White Dutch Clover Seeds,Lawn alternative
White Dutch Clover Seeds
Improve your garden soil with fall cover crops!
At the end of the growing season you may be ready to rest, but your garden is not. One final effort can make a big difference: cover cropping. Even small gardens will benefit from the use of cover crops, or "green manures". Tilling, weeding, harvesting and foot traffic of most home gardens tends to destroy soil structure. Planting cover crops is an easy way torevitalize the soil, and help soil tilth and subsequent plant growth. Cover crops are planted in vacant space and worked into the soil after they grow instead of being eaten. They provide a number of advantages to the otherwise wasteful use of space during your garden's off-season.
A perennial clover to control erosion and protect soil!
A living mulch of permanent cover. Spreads by stolons. Grow low so takes close mowing and grazing. Benefits bees and insects. Fixes nitrogen.

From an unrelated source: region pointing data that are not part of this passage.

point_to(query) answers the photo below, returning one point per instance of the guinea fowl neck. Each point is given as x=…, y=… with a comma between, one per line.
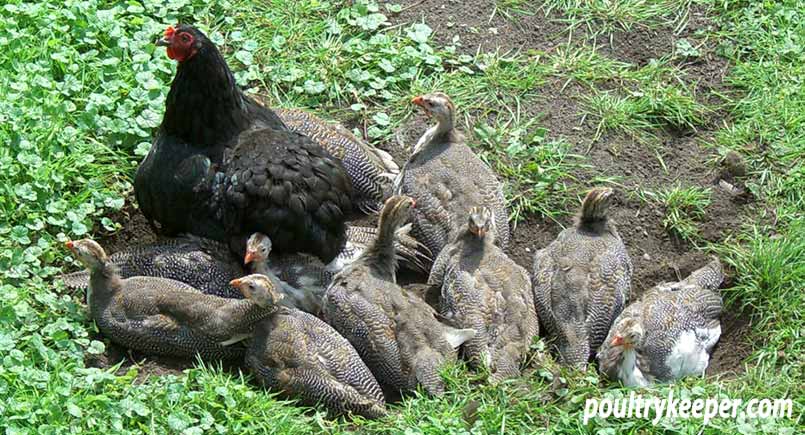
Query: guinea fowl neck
x=205, y=107
x=104, y=282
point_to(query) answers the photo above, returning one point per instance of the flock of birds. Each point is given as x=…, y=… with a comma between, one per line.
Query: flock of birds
x=256, y=260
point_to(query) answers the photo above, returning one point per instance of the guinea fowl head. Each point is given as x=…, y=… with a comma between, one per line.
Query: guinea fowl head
x=257, y=248
x=183, y=42
x=88, y=252
x=258, y=288
x=481, y=222
x=438, y=105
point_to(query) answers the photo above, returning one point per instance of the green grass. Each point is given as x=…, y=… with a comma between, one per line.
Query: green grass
x=82, y=88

White Clover (Trifolium repens L.)
- Cool season, broadleaf
- Legume (N-fixation)
- Upright plant growth
- Common names: Ladino, Dutch White, New Zealand
- Crude protein: 24-30%
- Bees & Beneficial Insects
- Chicken Forage
- Deer Attractant
- Erosion Control
- Green Manure
- Nitrogen Fixation
- No Till
- Weed Suppression.
The most important investment in a fertility program is a soil test, which will indicate soil needs with regard to pH, phosphorus, and potassium. White dutch clover yields better and stands last longer when grown on soils with a medium level of phosphorus and potassium. A pH of 6.0 - 6.5 is usually recommended for excellent yields and stand persistence. In some states, minor elements may also be recommended.
Fertilization with nitrogen is not recommended when seeding white clover seeds into grass. Nitrogen will stimulate the grass, thus providing more competition for the white clover seedlings during establishment. This becomes even more of a problem when seeding white clover into established grass pastures. Increased grass competition from added nitrogen can result in death of white clover seedlings. In most states, application of nitrogen to established clover/grass mixtures is not recommended if white clover occupies 20% or more of the ground cover.
Seeding rates vary with geographic location, seeding method, and seeding mixture. In general, rates 1/4 - 1/2 lb per 1000 square feet or 8 to 10 lbs per acre are recommended.
The ideal seeding depth for clover seeds is approximately 1/4-inch maximum, but under favorable weather and soil conditions, clover seed present on the soil surface may germinate and become established. Good seed-soil contact is important to ensure rapid germination and emergence.
In the Southern USA, white clover is seeded in late winter or early spring and in late summer. In the Northern USA, most white dutch clover is seeded in early spring or late summer.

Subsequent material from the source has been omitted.